Snapshots Won’t Guard Against the Crackle & Pop!

Don’t turn to a snapshot when things go crackle or pop.

Just like the oath doctors take to “do no harm” system administrators know that the first rule of system administration is: Make sure you can undo anything you do. That, sage advice requires the ability to roll back changes that have been put into the system. Normally this requires some form of backup of the directory, files or database. More and more you hear the term “snapshot” used to refer to the known-good point to restore to if something goes wrong. When data is corrupted (crackle) or hardware fails (pop).

Snapshot Defined

You may recognize the term from photography and that’s a good analogy. A snapshot is the captured “image” of a single point-in-time of some directory, file and sometimes a database. When referring to a Virtual Machine (VM) snapshot (as is often the case) it means an image of the entire VM file (this is more or less the same for all hypervisors; the systems that run VMs). Just like their 2 dimensional namesake, VM snapshots are useful but they do pose some limitations to take note of.

Snapshot Limitations

When it comes to backups, VM snapshots are the most fragile.[1] They depend upon an active VM and duplicate any flaws in data or run state that the VM files, configuration and hardware have, which can render the VM unusable for a restore. They should not be relied on as a dependable backup. In fact all vendors of VM software say the same thing.

Other limitations include:

  • Snapshots degrade VM performance.
  • Snapshots consume more and more storage space over time.
  • Snapshots dependent upon the specific VM environment they are created in.[1]

Snapshot Uses

A VM Snapshot is a quick method to revert to a point-in-time state of a virtual machine (this includes its configuration, files, and resources). It is a quick fail-safe roll back point to be revert to when performing upgrades, installing or uninstalling software or components. They are useful for low-risk changes in a development environment where “rinse and repeat” as it’s referred to, testing is being done and where the longer process of taking a backup is unnecessary.

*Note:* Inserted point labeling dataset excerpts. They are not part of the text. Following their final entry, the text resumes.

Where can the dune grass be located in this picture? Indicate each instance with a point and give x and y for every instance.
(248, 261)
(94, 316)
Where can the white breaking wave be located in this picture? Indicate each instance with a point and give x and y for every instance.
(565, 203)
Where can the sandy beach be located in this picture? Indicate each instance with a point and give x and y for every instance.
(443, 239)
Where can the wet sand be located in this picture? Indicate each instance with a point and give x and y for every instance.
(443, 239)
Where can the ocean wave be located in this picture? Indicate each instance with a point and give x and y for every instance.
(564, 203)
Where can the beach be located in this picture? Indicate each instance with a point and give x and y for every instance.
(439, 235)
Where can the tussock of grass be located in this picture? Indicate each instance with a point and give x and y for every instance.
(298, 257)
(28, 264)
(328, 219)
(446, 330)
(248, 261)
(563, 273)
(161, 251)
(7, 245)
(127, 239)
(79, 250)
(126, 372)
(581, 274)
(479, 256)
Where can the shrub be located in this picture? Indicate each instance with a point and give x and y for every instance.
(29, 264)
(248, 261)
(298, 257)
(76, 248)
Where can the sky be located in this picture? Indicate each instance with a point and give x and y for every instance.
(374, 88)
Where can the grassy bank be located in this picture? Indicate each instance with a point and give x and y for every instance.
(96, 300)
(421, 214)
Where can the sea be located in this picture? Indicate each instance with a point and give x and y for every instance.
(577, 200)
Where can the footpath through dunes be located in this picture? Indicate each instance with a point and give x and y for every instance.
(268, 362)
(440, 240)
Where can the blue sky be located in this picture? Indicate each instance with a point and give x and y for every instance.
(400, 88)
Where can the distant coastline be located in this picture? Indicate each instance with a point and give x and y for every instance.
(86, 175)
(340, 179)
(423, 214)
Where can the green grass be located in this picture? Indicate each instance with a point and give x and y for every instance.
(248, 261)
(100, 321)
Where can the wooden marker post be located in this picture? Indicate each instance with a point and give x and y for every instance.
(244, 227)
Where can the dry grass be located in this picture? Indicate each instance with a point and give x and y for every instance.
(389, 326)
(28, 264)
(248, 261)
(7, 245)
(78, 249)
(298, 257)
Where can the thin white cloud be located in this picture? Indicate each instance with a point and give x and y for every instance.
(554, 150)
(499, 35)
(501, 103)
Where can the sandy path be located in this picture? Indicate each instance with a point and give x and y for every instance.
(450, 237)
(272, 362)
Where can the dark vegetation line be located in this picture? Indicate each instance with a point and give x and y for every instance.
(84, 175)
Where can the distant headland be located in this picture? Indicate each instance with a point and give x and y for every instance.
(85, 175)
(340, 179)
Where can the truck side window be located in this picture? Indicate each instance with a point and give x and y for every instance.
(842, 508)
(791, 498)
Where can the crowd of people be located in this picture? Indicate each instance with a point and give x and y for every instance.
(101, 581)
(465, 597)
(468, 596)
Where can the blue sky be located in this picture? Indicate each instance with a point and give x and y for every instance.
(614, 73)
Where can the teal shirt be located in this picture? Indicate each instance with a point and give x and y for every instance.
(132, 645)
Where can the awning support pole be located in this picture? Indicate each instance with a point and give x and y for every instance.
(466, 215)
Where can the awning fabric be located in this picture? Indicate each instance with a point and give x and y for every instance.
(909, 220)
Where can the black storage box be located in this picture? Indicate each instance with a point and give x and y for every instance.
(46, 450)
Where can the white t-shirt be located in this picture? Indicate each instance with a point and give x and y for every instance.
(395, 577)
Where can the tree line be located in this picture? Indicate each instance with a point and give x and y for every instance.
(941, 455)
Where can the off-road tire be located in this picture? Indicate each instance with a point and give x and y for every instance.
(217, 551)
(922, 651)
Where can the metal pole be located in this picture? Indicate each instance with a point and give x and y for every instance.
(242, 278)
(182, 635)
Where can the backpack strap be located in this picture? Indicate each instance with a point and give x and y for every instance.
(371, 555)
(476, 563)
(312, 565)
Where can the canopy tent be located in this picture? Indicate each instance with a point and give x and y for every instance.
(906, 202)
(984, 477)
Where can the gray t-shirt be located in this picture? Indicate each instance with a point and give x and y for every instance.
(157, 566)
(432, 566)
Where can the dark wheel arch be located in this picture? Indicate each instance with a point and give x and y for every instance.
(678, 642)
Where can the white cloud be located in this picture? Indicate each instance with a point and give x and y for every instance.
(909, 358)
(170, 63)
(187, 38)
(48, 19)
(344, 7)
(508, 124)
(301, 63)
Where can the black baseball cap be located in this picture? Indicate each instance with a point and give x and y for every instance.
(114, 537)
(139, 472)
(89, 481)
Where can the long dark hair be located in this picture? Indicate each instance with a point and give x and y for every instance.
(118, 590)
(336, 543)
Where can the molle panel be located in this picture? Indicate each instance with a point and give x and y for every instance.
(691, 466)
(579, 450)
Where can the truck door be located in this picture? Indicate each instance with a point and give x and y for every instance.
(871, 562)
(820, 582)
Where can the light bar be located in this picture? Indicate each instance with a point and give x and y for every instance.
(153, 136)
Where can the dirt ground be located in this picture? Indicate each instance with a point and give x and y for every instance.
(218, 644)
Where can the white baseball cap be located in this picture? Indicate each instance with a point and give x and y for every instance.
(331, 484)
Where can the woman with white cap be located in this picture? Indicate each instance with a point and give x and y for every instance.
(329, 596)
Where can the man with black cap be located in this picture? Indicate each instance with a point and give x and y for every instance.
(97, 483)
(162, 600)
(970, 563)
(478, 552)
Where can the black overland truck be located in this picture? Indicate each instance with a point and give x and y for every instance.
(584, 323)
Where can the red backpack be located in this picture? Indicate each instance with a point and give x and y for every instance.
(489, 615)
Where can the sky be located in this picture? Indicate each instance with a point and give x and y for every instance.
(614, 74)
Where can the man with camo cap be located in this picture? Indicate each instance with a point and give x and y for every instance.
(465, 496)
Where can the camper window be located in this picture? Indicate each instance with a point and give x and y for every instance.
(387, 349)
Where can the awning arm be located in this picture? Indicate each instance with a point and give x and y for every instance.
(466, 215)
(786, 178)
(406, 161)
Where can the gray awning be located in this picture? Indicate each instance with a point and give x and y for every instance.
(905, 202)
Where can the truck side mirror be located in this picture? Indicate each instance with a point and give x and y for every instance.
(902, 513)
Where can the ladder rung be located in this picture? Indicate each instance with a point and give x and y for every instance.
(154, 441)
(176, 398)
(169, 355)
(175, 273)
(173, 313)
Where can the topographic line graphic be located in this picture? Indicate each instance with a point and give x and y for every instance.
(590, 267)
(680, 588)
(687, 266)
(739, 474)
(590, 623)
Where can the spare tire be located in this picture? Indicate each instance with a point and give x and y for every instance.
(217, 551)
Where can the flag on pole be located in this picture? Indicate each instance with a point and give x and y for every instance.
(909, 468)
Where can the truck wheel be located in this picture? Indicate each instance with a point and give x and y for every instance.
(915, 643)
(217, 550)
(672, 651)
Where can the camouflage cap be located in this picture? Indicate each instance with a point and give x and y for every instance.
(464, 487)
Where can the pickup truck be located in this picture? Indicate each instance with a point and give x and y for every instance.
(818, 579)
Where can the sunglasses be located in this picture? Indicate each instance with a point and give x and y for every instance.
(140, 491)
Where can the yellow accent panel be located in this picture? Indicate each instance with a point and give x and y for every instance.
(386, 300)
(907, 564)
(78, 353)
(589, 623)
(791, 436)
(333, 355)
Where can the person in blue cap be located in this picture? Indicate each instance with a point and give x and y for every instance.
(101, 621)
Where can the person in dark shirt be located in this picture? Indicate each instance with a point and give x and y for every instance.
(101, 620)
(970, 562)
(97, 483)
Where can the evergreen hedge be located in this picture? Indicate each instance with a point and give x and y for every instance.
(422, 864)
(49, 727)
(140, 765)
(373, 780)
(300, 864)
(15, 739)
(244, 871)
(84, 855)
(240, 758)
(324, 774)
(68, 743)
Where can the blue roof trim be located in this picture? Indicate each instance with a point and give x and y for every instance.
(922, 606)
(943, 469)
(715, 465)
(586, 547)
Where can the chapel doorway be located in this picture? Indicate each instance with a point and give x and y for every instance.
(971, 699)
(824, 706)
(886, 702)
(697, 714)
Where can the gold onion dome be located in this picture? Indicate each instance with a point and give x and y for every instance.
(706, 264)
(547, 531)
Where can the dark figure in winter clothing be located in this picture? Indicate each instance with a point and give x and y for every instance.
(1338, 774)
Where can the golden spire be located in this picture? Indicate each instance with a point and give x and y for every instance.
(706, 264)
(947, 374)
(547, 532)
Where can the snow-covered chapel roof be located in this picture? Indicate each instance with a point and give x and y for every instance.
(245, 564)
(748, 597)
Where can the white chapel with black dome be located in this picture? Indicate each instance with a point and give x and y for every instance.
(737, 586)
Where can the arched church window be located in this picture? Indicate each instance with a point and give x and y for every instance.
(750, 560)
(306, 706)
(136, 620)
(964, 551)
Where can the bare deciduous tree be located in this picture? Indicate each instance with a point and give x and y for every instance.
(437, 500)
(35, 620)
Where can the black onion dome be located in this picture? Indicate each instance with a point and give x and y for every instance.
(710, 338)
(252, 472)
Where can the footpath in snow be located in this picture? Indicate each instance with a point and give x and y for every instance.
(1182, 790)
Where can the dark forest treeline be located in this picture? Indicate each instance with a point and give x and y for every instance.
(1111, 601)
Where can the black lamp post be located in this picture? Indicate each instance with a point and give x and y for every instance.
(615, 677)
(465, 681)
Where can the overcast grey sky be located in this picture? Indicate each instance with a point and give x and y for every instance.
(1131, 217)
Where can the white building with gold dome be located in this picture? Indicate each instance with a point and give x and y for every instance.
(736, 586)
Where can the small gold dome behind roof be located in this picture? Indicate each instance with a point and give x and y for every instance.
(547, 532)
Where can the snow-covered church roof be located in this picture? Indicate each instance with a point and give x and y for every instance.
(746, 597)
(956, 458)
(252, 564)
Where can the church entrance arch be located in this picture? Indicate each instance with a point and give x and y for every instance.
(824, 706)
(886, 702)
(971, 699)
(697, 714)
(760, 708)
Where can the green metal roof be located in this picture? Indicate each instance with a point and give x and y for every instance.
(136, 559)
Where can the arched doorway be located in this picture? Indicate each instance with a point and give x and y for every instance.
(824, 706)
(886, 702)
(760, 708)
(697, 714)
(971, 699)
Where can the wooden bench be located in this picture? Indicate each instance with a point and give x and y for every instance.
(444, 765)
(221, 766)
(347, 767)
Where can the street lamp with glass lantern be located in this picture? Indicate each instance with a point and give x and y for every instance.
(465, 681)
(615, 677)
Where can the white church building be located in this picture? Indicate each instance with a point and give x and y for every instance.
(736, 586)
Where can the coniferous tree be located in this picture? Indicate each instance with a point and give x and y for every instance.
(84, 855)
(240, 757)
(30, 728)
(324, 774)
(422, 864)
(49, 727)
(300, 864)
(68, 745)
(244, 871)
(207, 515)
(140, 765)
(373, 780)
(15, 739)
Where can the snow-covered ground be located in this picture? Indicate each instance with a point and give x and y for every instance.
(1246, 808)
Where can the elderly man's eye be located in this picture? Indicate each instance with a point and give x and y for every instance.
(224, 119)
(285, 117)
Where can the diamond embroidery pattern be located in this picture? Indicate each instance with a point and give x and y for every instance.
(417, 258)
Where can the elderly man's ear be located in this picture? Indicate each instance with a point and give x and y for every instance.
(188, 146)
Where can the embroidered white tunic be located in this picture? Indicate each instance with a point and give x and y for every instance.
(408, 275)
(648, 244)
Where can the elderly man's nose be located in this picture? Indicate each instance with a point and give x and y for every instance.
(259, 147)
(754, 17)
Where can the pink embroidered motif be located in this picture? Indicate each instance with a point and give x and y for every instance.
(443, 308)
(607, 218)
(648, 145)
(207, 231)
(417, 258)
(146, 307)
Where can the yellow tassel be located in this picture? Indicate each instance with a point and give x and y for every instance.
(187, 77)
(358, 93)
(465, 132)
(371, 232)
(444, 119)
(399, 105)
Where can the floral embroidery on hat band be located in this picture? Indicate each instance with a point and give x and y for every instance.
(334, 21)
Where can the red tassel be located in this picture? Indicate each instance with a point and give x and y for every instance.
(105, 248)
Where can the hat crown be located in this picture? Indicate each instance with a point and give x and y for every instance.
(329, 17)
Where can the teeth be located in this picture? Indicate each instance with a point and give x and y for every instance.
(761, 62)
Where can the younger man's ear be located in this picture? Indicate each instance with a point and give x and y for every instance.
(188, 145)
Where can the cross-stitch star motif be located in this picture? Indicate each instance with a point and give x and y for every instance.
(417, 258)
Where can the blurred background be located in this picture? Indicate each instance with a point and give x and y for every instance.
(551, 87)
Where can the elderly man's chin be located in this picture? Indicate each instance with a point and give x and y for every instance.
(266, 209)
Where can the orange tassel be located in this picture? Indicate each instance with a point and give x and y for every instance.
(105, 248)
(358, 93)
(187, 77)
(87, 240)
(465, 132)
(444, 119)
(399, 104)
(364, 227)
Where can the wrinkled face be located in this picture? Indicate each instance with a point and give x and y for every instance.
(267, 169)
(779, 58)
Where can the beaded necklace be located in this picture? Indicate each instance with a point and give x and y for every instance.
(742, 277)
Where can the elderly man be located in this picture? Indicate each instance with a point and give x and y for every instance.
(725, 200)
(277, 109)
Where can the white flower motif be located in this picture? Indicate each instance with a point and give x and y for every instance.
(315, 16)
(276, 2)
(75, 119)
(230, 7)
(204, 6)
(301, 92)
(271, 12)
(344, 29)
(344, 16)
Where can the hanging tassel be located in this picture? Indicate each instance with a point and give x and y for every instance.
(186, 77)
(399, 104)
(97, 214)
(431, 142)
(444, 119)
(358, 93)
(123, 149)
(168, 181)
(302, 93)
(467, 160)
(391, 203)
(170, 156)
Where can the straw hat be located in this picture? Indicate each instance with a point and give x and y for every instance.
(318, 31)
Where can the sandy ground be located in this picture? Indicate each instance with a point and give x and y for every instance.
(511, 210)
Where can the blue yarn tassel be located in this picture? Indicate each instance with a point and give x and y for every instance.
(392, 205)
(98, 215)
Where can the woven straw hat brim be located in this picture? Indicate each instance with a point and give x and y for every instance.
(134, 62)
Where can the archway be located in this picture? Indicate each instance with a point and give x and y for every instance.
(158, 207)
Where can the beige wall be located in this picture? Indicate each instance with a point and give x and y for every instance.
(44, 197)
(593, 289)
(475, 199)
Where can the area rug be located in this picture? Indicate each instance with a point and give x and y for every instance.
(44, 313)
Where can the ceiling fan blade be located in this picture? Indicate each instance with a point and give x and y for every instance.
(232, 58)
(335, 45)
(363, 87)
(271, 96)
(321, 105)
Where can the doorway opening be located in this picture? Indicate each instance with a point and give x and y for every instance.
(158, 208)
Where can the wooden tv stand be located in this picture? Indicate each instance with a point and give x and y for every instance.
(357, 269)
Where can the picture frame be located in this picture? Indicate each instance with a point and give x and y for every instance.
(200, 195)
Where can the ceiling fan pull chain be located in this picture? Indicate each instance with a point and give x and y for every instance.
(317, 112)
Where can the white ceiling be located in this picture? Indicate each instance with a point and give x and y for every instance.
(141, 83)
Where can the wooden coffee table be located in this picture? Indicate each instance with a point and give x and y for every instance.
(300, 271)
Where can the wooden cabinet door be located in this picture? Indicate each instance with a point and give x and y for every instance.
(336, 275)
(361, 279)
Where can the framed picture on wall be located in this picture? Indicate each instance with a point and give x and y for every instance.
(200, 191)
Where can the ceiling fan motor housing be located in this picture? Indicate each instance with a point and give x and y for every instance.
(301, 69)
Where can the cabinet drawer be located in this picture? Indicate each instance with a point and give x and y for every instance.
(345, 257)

VMware gives their own Best Practice for using VM snapshots

  • Do not use snapshots as backups.
  • VMware recommends only a maximum of 32 snapshots in a chain.
    • However, for better performance, use only 2 to 3 snapshots.
  • Do not use a single snapshot for more than 24-72 hours.[3]

Snapshot Versus Backup

Unfortunately, the term snapshot has made its way into common usage to sometimes mean “backup” even though they are quite different things, actually. In administrative circles, it often requires clarification that the term, when used, is referring specifically to a snapshot and not just a quick backup. Backups are more resilient because they are specifically designed for long-term data storage. They have these advantages over snapshots:

  • Backups do not grow over time or degrade system performance.[4]
  • Backups allow for incremental or selective restores.[5]
  • Backups can transplant data to another database or system.
    • This helps when the underlying system is upgraded.
    • This allows for data migration or multiplication among systems.
  • Backups can be stored for longer periods.[5]

Backup Uses

The central element of any business continuity or disaster recovery plan should be backups, not snapshots. They are the best way to guarantee Recovery Time Objectives (RTO) and recovery Point Objectives (RPO). Snapshots are not an appropriate medium for storing such critical data and any system administrator relying on them to recover from a disaster is asking for trouble. They also do not allow for the type of granular restore that may be required for the quickest RPO. There are essentially two types of backups we need to be concerned with for this purpose.

VM Backups are essentially a copy of the VM and are not dependent on their parent VM or VM environment at all. If the VM or VM hardware is completely lost, it’s 100% restorable from just the VM backup.

Database backups are a copy of a database (should one be running on the system). These are independent and in addition to a VM backup unless the VM, Backup tool has an integration into the database software being used. If a database backup is not used, there’s no guarantee the database can be brought back to a consistent state just by restoring the VM (the system the database runs on).

Both of these backup types should be used to ensure recovery from a data loss (crackle) or a hardware failure (pop) of the system.

Conclusion

So, the next time someone on your team says they are going to take a snapshot, where a backup is required, take the time to clarify which type of recovery tools is meant and should be used. Many have learned the hard lesson of relying on VM snapshots as a quick means to backup data and stretched them beyond their design or intended use case, only to end up with a corrupted system and data. Don’t use a snap to guard against the crackle or the pop.